Words mingled with his moans, distant words, confused. She lifted her head out of the sack and was blinded. They had broken through the clouds, and the sun was brilliant and wide. She wore a fox-fur hood and riding goggles. Ice formed quickly around the corners of her glass.

“What did you say?” she called out, yelling into the harsh winds.

“I did not give up,” he said through stuttered breaths, but it no longer sounded like Bakku. Snowy crystals had formed around his eyes and nostrils. His mouth hung open as he gasped for air, and his lips were white with frost. The world was a whiteout of snow and sunlight, and she was freezing in the blazing sun. Still Bakku moved forward. His voice was weak, childlike. Still he climbed. “They chained me, but I did not give up,” he said.

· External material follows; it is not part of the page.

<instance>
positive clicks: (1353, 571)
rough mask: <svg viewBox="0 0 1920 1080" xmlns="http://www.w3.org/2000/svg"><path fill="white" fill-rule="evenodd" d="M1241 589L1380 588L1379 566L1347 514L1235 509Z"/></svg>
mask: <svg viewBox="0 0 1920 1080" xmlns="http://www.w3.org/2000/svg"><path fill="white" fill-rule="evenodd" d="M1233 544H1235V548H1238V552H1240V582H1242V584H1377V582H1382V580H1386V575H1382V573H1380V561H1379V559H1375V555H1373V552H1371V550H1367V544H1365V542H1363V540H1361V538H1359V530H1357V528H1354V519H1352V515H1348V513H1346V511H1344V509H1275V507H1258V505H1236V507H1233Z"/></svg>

“That’s right!” she yelled at him. “You are unstoppable Bakku! You never give up!” And she thought maybe that was why she cared for him so. He had suffered for centuries in that prison, compared to her brief time in the Ward. And yet he still fought to survive, much like she had always held on to her dream for something more than the orphanage.

“So many years,” he said. His eyes were wild, as the ice had seemingly seeped past his scarred flesh and frozen his mind. Ragged layers of frost-bitten skin, like frayed hems from her skirt, hung off his fingers and palms. His feet were lost in the snow. “I rubbed the chains at my ankles,” he said proudly, but sounding near death. “That was all I did. I did not care how long it took. How long was it?” He asked, turning his head to her. His eyes pleaded with hers as the winds whipped at his long ice-covered ropes of hair. She hardly recognized him.

“Over two hundred years!” she shouted, saying the words but finding it impossible to truly fathom such an expanse of time. Two hundred years in chains, while she had lived twelve in practical freedom.

“Two hundred…two hundred years,” he repeated, as if trying to make sense of the words himself. He trudged ahead and climbed. “I twisted the chain for fifty years, and then one day,” he made a snapping motion with his hands. “Three more chains to go! But I never gave up. They did not know, stupid gores. They would come. Clicking and biting,” he said, pulling himself over a ledge as nature’s fury ravaged them for their trespass. “But they never checked my chains. I was patient. Two hundred years, four chains, and the stupid gores did not know. When my hands were free, I started on the bars. I never gave up!” he shouted defiantly, as if to Brynn himself.

“And you never will!” Olen called out, the chill wind taking her breath away.

The ground leveled out and the winds eased. The mountain dropped down below revealing green fields far beyond. They had reached the crest. The colorful lush lowlands stretched ahead to the horizon.

“Stupid gores,” Bakku said and started down the slope.

Olen’s body screamed for her to get out of the cold, but she refused to listen. She wrapped her arms around Bakku’s frozen neck and gave him what little warmth she had left.

“Stupid gores!” she agreed and kissed his jowls.